La carriera politica del B. si distingue da quella più comune ai patrizi veneti per il fatto alquanto insolito che raggiunse le più alte dignità della Repubblica senza mai ricoprire alcuna magistratura nelle città suddite o altro ufficio fuori di Venezia. Nel 1537 entrò con anticipo di due anni nel Maggior Consiglio, mediante un'offerta di denaro. Dopo aver esercitato la carica di avvocato alla Doana da Mar, fu eletto nel 1543 nella Quarantia civile; nel 1546 fu auditore nuovo, nel 1548 giudice del Proprio, nel 1554 provveditore sopra i Banchi e poi provveditore alla Sanità: ed è appunto per tale carica che a lui e ai suoi colleghi Míchelangiolo Biondo dedicò nel 1555 un suo opuscolo Della provisione della pestilenza. Nello stesso 1555 fu poi eletto provveditore sopra l'Arsenale, e nel 1561 tra i Dieci savi sopra le Decime.
Fino a questo momento della sua vita, dunque, la sua attività era rimasta limitata a cariche amministrative e giudiziarie, ma proprio in questi anni il B. si elevò alle magistrature e ai consigli politici. Nel 1563 fu eletto nella Giunta del Senato, l'anno successivo senatore ordinario, e da questa data ritornò numerose volte in Senato. Nel 1568 fu provveditore alle Biade; nel 1571 entrò nel Consiglio dei Dieci; nel 1572 fu provveditore al Sale e nel 1576 governatore delle Entrate. Nel 1577 fu eletto consigliere ducale per il sestiere di Dorsoduro, carica alla quale fu ancora elevato nel 1580 e nel 1584. Infine il 22 apr. 1585 la sua carriera politica culminò nell'elezione a procuratore di S. Marco, massima dignità della Repubblica dopo quella ducale. Fu anche tra i candidati che concorsero all'elezione del doge, nel 1577 e nel 1585.
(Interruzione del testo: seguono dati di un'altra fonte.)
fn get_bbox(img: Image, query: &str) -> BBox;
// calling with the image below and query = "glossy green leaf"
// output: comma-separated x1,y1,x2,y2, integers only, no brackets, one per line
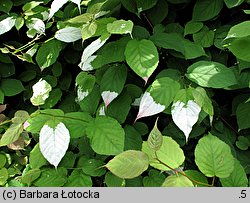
236,102,250,130
107,20,134,35
186,61,237,88
220,159,248,187
105,150,148,179
147,119,163,151
193,0,224,21
195,134,234,178
29,143,48,169
86,117,125,155
100,64,127,107
33,167,67,187
162,175,194,187
36,39,63,71
124,39,159,82
64,169,92,187
0,79,25,96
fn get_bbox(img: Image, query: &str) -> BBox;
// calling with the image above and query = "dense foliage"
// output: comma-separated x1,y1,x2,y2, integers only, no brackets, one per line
0,0,250,187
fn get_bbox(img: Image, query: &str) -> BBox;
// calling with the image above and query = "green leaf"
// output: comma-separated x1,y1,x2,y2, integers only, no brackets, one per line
39,119,70,167
162,174,194,187
105,150,148,179
0,0,13,13
236,102,250,130
33,167,67,187
186,61,237,88
143,169,166,187
100,64,127,107
104,172,125,187
224,0,244,8
0,79,25,97
0,123,23,146
30,79,52,106
150,32,206,59
86,116,125,155
77,159,106,177
193,26,215,48
64,169,92,187
107,20,134,35
226,20,250,39
184,170,208,187
142,136,185,171
136,77,180,119
184,21,203,36
29,143,48,169
220,159,248,187
0,168,9,186
36,39,63,71
0,17,16,35
147,119,163,151
228,36,250,62
63,112,92,138
124,39,159,82
21,168,41,186
55,27,82,43
195,133,234,178
0,154,7,168
76,72,96,102
193,0,224,21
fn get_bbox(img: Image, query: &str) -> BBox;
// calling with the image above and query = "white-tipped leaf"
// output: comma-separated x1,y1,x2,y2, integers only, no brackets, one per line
136,92,166,120
55,27,82,43
171,100,201,140
30,79,52,106
0,17,16,35
48,0,68,20
39,122,70,167
78,38,108,71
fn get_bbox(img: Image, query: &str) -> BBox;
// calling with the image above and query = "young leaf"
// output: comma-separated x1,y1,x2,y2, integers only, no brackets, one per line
30,79,52,106
124,39,159,82
36,39,63,71
220,159,248,187
100,64,127,108
86,116,125,155
171,100,201,141
236,102,250,130
0,17,16,35
193,0,224,21
136,77,180,120
105,150,148,179
195,133,234,178
39,121,70,167
186,61,237,88
162,174,194,187
78,37,108,71
107,20,133,35
48,0,68,20
55,27,82,43
147,118,163,151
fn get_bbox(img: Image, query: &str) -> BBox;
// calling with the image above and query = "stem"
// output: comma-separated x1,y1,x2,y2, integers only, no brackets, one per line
0,120,12,126
155,152,214,187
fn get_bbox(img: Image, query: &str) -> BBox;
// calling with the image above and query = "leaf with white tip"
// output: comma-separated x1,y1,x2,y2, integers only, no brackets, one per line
39,121,70,167
100,65,127,107
0,17,16,35
136,77,180,119
55,27,82,43
171,100,201,140
78,37,108,71
48,0,68,20
30,79,52,106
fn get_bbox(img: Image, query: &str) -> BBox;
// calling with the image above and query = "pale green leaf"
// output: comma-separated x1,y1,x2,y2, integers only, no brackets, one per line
105,150,148,179
195,133,234,178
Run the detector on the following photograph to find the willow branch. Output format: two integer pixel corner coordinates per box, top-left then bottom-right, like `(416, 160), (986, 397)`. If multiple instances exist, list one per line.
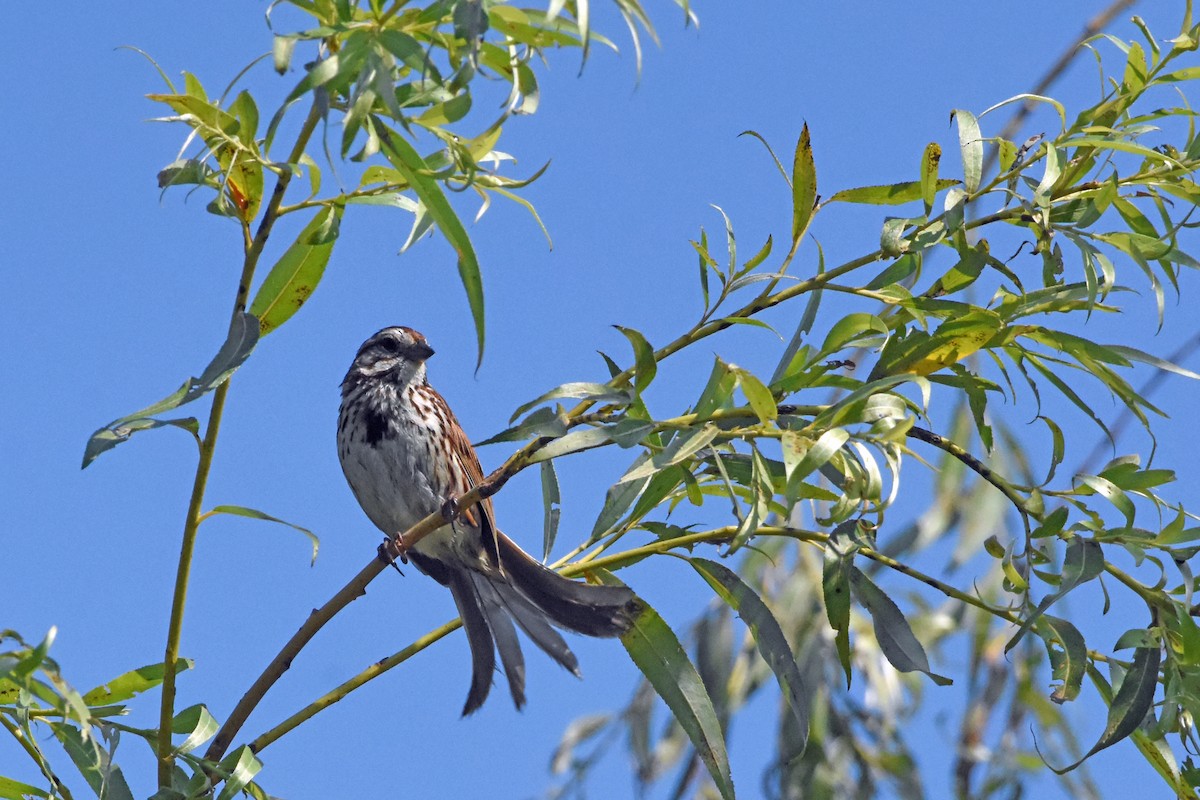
(983, 0), (1138, 173)
(908, 426), (1030, 516)
(155, 95), (320, 788)
(204, 437), (552, 762)
(0, 716), (74, 800)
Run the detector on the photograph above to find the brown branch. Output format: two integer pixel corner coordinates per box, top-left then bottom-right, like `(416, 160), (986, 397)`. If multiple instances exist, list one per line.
(204, 437), (552, 762)
(983, 0), (1138, 173)
(908, 426), (1030, 517)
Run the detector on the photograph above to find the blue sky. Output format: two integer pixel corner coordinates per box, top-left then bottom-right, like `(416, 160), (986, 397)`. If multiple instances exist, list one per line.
(0, 0), (1200, 799)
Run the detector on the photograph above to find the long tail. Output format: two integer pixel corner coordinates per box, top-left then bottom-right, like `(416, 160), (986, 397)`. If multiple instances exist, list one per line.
(424, 534), (640, 716)
(496, 533), (641, 638)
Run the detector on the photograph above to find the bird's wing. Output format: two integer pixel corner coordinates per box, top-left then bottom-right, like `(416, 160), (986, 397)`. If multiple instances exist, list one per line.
(442, 401), (500, 569)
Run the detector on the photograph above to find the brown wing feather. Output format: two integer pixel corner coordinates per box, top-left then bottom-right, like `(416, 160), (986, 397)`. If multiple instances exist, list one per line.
(430, 387), (500, 567)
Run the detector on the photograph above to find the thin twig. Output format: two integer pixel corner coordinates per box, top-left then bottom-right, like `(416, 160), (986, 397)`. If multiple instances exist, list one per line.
(156, 103), (320, 788)
(908, 426), (1028, 516)
(983, 0), (1138, 174)
(204, 437), (551, 762)
(1078, 333), (1200, 473)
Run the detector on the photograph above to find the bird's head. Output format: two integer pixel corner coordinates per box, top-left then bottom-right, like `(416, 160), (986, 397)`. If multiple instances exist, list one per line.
(346, 325), (433, 384)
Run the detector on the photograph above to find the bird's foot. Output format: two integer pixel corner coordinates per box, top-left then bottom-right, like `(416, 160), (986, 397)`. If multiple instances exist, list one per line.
(379, 534), (408, 576)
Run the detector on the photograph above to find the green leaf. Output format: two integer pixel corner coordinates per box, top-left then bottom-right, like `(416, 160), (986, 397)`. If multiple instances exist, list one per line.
(1050, 646), (1163, 775)
(170, 704), (218, 753)
(695, 356), (737, 422)
(920, 142), (940, 215)
(979, 94), (1067, 132)
(808, 374), (929, 431)
(0, 775), (50, 800)
(850, 567), (954, 686)
(529, 427), (612, 464)
(950, 108), (983, 194)
(371, 122), (484, 369)
(541, 461), (563, 561)
(792, 122), (817, 247)
(620, 425), (721, 482)
(509, 381), (630, 423)
(83, 314), (258, 469)
(784, 428), (850, 495)
(613, 325), (659, 393)
(730, 365), (779, 425)
(49, 722), (133, 800)
(83, 658), (193, 705)
(250, 204), (343, 336)
(1004, 536), (1104, 652)
(1038, 614), (1087, 703)
(826, 178), (958, 205)
(596, 570), (734, 800)
(1104, 344), (1200, 380)
(1075, 474), (1135, 527)
(217, 745), (263, 800)
(475, 405), (568, 447)
(209, 505), (320, 564)
(689, 558), (814, 754)
(821, 519), (858, 688)
(588, 472), (649, 542)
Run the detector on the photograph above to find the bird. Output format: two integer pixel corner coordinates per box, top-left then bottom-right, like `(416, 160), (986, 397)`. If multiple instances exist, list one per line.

La fiducia e il prestigio di cui godeva presso la nobiltà veneziana sono testimoniati anche dalla sua elezione, assieme ad Antonio Bragadin, a sovraintendere alla costruzione della basilica del Redentore, che la città volle edificare per voto dopo la fine della terribile pestilenza del 1576.
Morì a Venezia nel 1587, pochi giorni dopo aver dettato, il 24 marzo, il proprio testamento. Venne sepolto a S. Andrea della Certosa.
Fonti e Bibl.: Venezia, Civico Museo Correr, cod. Cicogna 3781, G. Priuli, Pretiosi frutti del Maggior Consiglio, I, pp. 9 s. (altra copia all'Oesterreichische Nationalbibliothek di Vienna, fondo ex-Foscarini, cod. 6093); Arch. di Stato di Venezia, M. Barbaro, Arbori de' patritii veneti, I, p. 171;.G. Degli Agostini, Istoria degli scrittori vinizzant, II, Venezia 1754, pp. 489, 506; M.Sanuto, Diarii, LVI, Venezia 1901, coll. 167 s.; A. Morosini, Historiae venetae, Venezia 1719, II, p. 634. Il suo testamento è conservato all'Archivio di Stato di Venezia, Sezione notarile, Testamenti Marc, Antonio Cavanis, busta193, f. 124.